そんなわけで次兄は進学希望だったのに昼間の高校進学を諦め、浜松北高校という名門校の夜間部に通ったものの、そののち自衛隊に入って中退している。結婚して子供が二人出来たものの、お酒が原因で身を崩し離婚した。あとからおふくろに聞いたが、高校へ行けなかったことが相当悔しかったらしい。
結局、高校進学できたのは私だけで、それも中学3年の担任が親父を説得してやっと高校へ行けたのである。そんな次兄の経緯もあって、大学進学を考えるまでもなく高校を卒業出来ただけでもありがたかった。そして財閥系の銀行に入社、安定した高収入の生活を享受できたのである。次兄の悔しい思いを蔑にして、酒癖の悪さを非難していた自分が悍ましい。
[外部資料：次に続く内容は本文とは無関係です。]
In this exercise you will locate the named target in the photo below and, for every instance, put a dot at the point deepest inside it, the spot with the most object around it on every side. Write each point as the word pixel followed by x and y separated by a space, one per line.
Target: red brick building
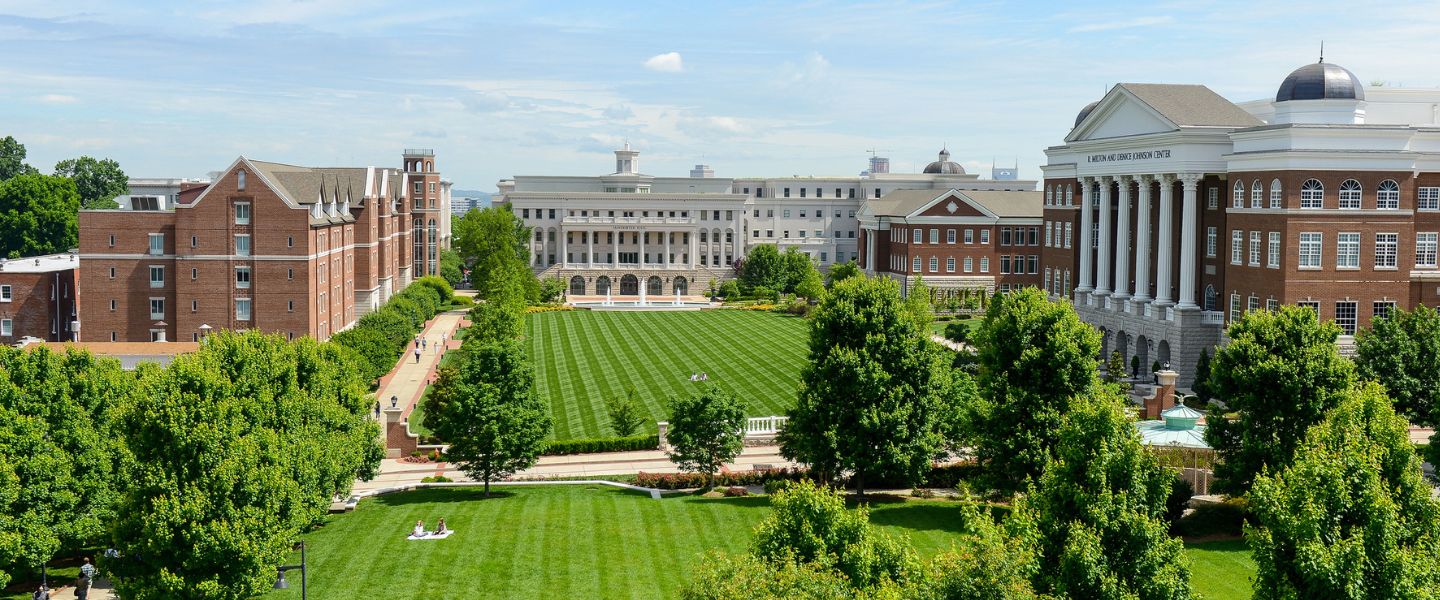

両親、長兄、次兄、弟も亡くなり、残るは三兄と私の二人だけになった。三兄は郷里浜松で一度に150人は入れる大衆割烹を営んでいる。包丁一本でたたき上げた立志伝中の人物で、その兄も73才になって今年の始め息子に家業を承継したが、まだまだ板場で刺身包丁を握っている。三兄は次兄にも優しかった。三兄の事業の成功は、家族を思いやる心のゆとりの表れでもあるかもしれない。